1. Uyuşmazlık ve Hukuki Nitelendirme

Uyuşmazlık, İİK' nın 89/3 üncü maddesi uyarınca menfi tespit istemine ilişkindir.

2. İlgili Hukuk

2004 sayılı İcra İflas Kanunu'nun 89 uncu maddesi.

6100 sayılı Hukuk Muhakemeleri Kanunu'nun 94 üncü maddesi.

3. Değerlendirme

1- Temyizen incelenen karar, tarafların karşılıklı iddia ve savunmalarına, dayandıkları belgelere, uyuşmazlığa uygulanması gereken hukuk kuralları ile hukuki ilişkinin nitelendirilmesine, dava şartlarına, yargılama ve ispat kuralları ile kararda belirtilen gerekçelere ve" Limited şirketlerde, şirket ortağının şirket tüzel kişiliğine sermaye koyma borcu olması, şirket tüzel kişiliğinin, şirket ortağında mal, hak ve alacağının bulunması halinde, bu alacak kalemleri, şirketin şahsi alacaklıları tarafından İcra ve İflâs Kanunu 89. maddesi uyarınca haczedilebilir. Şirket ortağı, şirket tüzel kişiliğine karşı üçüncü kişi konumundadır. Şirket borçlarından dolayı kural olarak ortaklık tüzel kişiliğinin sorumlu olması, ortağın, ortaklık tüzel kişiliğine göre üçüncü kişi sayılıp sayılmaması ile ilgili değildir. Ortak, şirket tüzel kişiliğine göre üçüncü kişidir ve ortaklığın, ortaklardan alacağının bulunması halinde, şirket alacaklıları, şirket ortağına bu alacaklar için üçüncü kişi sıfatıyla haciz ihbarnamesi gönderebilir " (Yargıtay Hukuk Genel Kurulunun 2014/12-1078 E., 2016/600 K. sayılı ilamı) şeklindeki içtihata göre de davacının aşağıdaki bendin kapsamı dışında kalan sair temyiz itirazlarının reddi gerekmiştir.
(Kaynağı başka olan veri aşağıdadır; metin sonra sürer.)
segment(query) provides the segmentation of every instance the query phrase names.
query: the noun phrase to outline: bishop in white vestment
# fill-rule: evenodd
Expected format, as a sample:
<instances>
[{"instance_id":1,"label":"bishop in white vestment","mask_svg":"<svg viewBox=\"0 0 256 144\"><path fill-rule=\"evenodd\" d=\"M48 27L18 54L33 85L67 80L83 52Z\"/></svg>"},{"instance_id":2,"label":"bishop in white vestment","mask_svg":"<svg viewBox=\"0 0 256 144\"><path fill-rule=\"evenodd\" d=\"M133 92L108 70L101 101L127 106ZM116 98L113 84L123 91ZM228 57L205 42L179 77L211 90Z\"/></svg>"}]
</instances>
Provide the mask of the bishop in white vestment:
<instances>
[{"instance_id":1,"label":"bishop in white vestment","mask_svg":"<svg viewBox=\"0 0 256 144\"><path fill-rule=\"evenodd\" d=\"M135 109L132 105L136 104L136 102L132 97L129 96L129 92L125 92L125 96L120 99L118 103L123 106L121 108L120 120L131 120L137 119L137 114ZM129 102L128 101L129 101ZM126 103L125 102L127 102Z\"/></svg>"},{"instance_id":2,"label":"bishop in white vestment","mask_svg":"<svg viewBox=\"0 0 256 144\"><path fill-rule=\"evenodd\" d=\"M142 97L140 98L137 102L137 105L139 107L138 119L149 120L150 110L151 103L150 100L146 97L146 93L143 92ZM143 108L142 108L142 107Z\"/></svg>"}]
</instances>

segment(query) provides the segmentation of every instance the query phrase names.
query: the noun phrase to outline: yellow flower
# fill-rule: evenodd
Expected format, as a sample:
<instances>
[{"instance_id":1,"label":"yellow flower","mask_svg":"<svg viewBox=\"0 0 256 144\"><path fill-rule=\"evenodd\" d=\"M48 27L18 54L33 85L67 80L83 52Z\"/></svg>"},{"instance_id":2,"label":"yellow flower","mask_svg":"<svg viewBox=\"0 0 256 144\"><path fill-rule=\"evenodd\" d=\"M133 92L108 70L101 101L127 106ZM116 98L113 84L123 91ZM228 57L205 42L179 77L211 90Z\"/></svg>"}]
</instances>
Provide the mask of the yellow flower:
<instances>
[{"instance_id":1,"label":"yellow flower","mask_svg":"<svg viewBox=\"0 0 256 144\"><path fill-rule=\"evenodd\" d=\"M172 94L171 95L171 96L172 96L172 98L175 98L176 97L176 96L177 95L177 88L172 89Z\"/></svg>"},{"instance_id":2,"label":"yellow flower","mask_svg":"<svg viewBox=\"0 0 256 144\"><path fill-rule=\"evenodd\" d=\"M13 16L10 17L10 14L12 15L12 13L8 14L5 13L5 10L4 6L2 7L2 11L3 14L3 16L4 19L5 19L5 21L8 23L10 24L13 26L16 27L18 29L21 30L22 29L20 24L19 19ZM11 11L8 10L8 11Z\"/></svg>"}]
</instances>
2- İlk Derece Mahkemesinin 15.03.2019 tarihli celsesinde; "Davacı vekiline bilirkişi raporunda belirtilen ve delil olarak dayanıldığı anlaşılan ... Mezbaha İşletmeciliği Tic. ve San. Ltd. Şti. Ye ait 2017 yılı yevmiye , defteri kebir defterlerinin, 05.06.2017 tarihi itibarıyla mizan, 31.12.2017 tarihi itibarıyla mizan, 2017 yılına ait kurumlar vergi beyannamesinin sunulması hususunda iki haftalık kesin süre verilmesine, kesin süre içerisinde sunulmaması halinde dosya kapsamına göre karar verileceği hususunun ihtarına " şeklinde ara karar verilmiştir. Bölge Adliye Mahkemesince de, takip borçlusu şirkete ait kayıtların kesin süre içinde ibraz edilmediği, takip borçlusuna borcun olmadığına dair delil sunulmadığı gerekçesiyle davanın reddine karar verilmiştir. Hukuk Muhakemeleri Kanununun 94 üncü maddesine göre hakim tayin ettiği müddetin kesin olduğuna karar verebilir. Ancak, böyle bir durumda kesin sürenin hukuki sonuç doğurabilmesi için, buna ilişkin ara kararının yasaya ve içtihatlara uygun şekilde oluşturulması, hiçbir tereddüde yer vermeyecek derecede açık olması ve kesin süreye uyulmamasının sonuçlarının ilgili tarafa ihtar edilmesi gerekir. Mahkemece, davacı tarafa eksik belgeler/defterlerini ibraz etmeleri ya da bulundukları yeri açıklamaları aksi halde bu delillere dayanmaktan vazgeçmiş sayılarak mevcut delil durumuna göre karar verileceği şeklinde gerekli ihtarat yapılmamış, sadece dosya kapsamına göre karar verileceği ihtar edilmiştir. Bu durumda verilen süre bir sonuç doğurmaz. Bu nedenle Mahkemece davacıya usulüne uygun şekilde kesin süre ihtaratı yapılarak, sonucuna göre deliller yeniden değerlendirilip bir karar verilmesi gerekirken, eksik araştırma ile yazılı şekilde hüküm kurulması hatalı olup davacının temyiz itirazlarının kabulü ile hükmün bozulmasına karar verilmiştir.

VI. KARAR

Açıklanan sebeplerle;

Temyiz olunan Bölge Adliye Mahkemesi kararının 6100 sayılı kanun'un 371 ... maddesi uyarınca BOZULMASINA,

Aşağıda yazılı peşin alınan temyiz harcının istek halinde temyiz edene iadesine,

Dosyanın kararı veren Bölge Adliye Mahkemesine gönderilmesine,

26.09.2023 tarihinde oy birliğiyle karar verildi.